Shawn Colvin's slow rise Music: The singer describes her career as a bit-by-bit buildup as she gradually mastered the business of recording.

March 22, 1998|By J.D. Considine | J.D. Considine,SUN POP MUSIC CRITIC

Shawn Colvin admits that her current album, "A Few Small Repairs," is all about the Big D. It's just that the "D" she has in mind doesn't stand for what some listeners think.

Because she wrote the songs in the wake of a divorce, critics and fans assumed that "A Few Small Repairs" was a break-up album -- a reasonable assumption, given such song titles as "Get Out of This House," "I Want It Back" and "84,000 Different Delusions." But, says Colvin, things aren't quite so simple.

"I never felt like the record was [about divorce]," says the 42-year old singer. "I thought it was a document of disillusionment. Certainly, getting a divorce is a very disillusioning experience. But along with that, I was disillusioned with the music business. I was disillusioned with my career. And my peers. And celebrity -- the state of what it took to be popular. That, to me, is what the record's about."

For Colvin to have been disillusioned about her prospects for stardom seems slightly ironic now. Not only has "A Few Small Repairs" become the best-selling album of her career, having sold over 700,000 copies, but last month, the single "Sunny Came Home" wound up winning two Grammy awards, for Song of the Year and Record of the Year.

Surely, that sort of thing makes her feel a little less disillusioned, doesn't it?

"It helps!" says Colvin, laughing merrily.

"Everything about my career has been a slow buildup," says the singer, who is currently in the midst of a solo tour (she plays the Senator Theatre Wednesday). "There has not really been down. There has just hasn't been any major ascension. It's just been a little bit by a little bit."

Colvin has been in the music business for a long time. She started playing in bands in Carbondale, Ill., at age 17. By 24, she had moved to New York, where she began working as a singer/songwriter. She wrote songs, sang backup with the likes of Richard Thompson and Suzanne Vega (that's her doing the harmonies on "Luka"), and eventually got herself a manager. In 1988, she signed with Columbia Records, and a year later, released her first solo album, "Steady On."

It seemed like a great start. "Steady On" may not have been a best seller -- it peaked at 111 on the Billboard albums chart -- but it got great reviews, and even earned her a Grammy, for Best Contemporary Folk Recording.

Out of her element

The only problem was, making the album had been hell for the singer.

Onstage in a club or at a theater, Colvin was in her element and totally confident. "But when I went in to make my first record, I was completely lost," she says. "I was scared to death. There was a lot of doubt on my part, because I didn't have the experience."

"The first record we made was very difficult to make," agrees John Leventhal. He had been writing songs with Colvin for several years by the time he was hired to produce "Steady On," and initially hoped that their shared perspective and experience would make the recording process fairly painless.

It wasn't.

"It was the first record for both of us, for me as a producer and for her as an artist," he explains. "So there was a lot of angst, and a lot of second-guessing, and a lot of anxiety about, 'Is it any good?' "

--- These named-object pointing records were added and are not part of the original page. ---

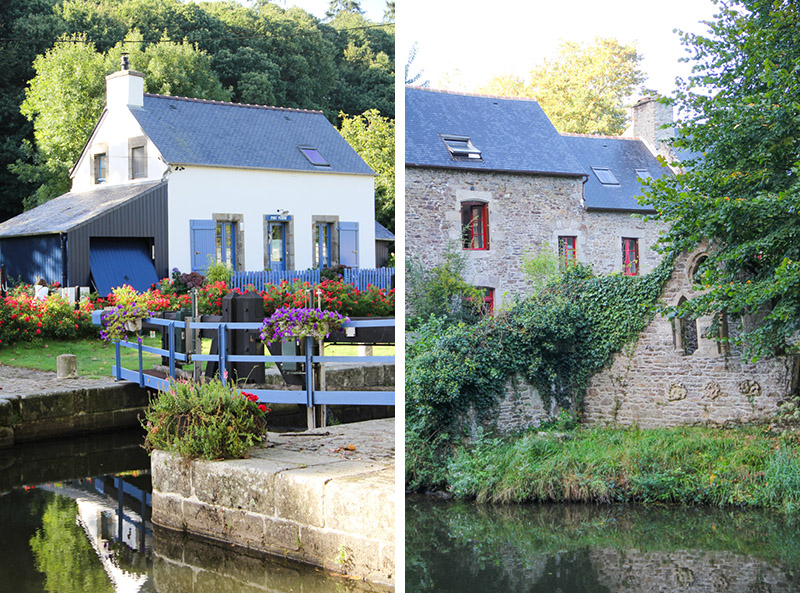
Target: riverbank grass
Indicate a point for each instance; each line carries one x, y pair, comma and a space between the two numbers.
691, 465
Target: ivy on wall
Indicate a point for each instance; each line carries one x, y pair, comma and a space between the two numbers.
556, 339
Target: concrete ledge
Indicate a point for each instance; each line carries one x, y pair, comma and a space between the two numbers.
33, 416
324, 498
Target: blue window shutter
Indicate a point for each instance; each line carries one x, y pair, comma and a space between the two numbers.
348, 244
202, 243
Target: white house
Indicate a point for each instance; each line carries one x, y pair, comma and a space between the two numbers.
169, 182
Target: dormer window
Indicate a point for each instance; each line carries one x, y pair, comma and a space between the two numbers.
461, 147
100, 167
605, 176
314, 157
137, 157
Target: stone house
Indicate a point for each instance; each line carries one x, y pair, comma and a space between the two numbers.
168, 182
492, 178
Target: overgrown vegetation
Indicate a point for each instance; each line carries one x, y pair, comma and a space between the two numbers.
555, 340
210, 420
689, 465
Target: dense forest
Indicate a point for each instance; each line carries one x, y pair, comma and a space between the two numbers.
55, 55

The recording studio has made more than a few musicians uneasy. There is no audience vibe to play off, no fans in front to cheer encouragement. Instead, you're faced with darkness, solitude and the merciless accuracy of recording tape. It's enough to make anyone self-conscious.

Colvin hated it. "There was a lot of looking very, very closely at every little detail of the music," she says. "I found that oppressive. I lost perspective, and didn't want to hear the music after it was done. I was tired of it. And it was a lot of pressure."

She didn't really begin to enjoy recording until 1994, when she made her third album, "Cover Girl." The idea behind the album was simple enough -- Colvin would cut a dozen "covers," or songs that had been originally recorded by other artists -- and the execution was a breeze. "I knew the songs, and half of it was going to be live," she says. "It was kind of a no-brainer."

Well, almost. Colvin had forgotten one tiny detail: The album needed a designated hit. "I was still finding out that when you release a record, the record company wants a single. Duhhhh!" She chuckles self-deprecatingly. "That was not apparent to me by that point." So she went back into the studio, and cut a slick, radio-ready remake of the Police hit, "Every Little Thing She Does Is Magic," changing the "She" to "He."

"Every Little Thing" didn't get Colvin onto the charts, but she had fun. "What that record really did for me was, it left me craving a fun time in the studio," she says.

Learning the lessons

It also taught her an important lesson. So when she teamed up again with Leventhal for "A Few Small Repairs" -- they'd kept writing together, but he hadn't produced her since "Steady On" -- she knew that there had to be some singles potential in her songs.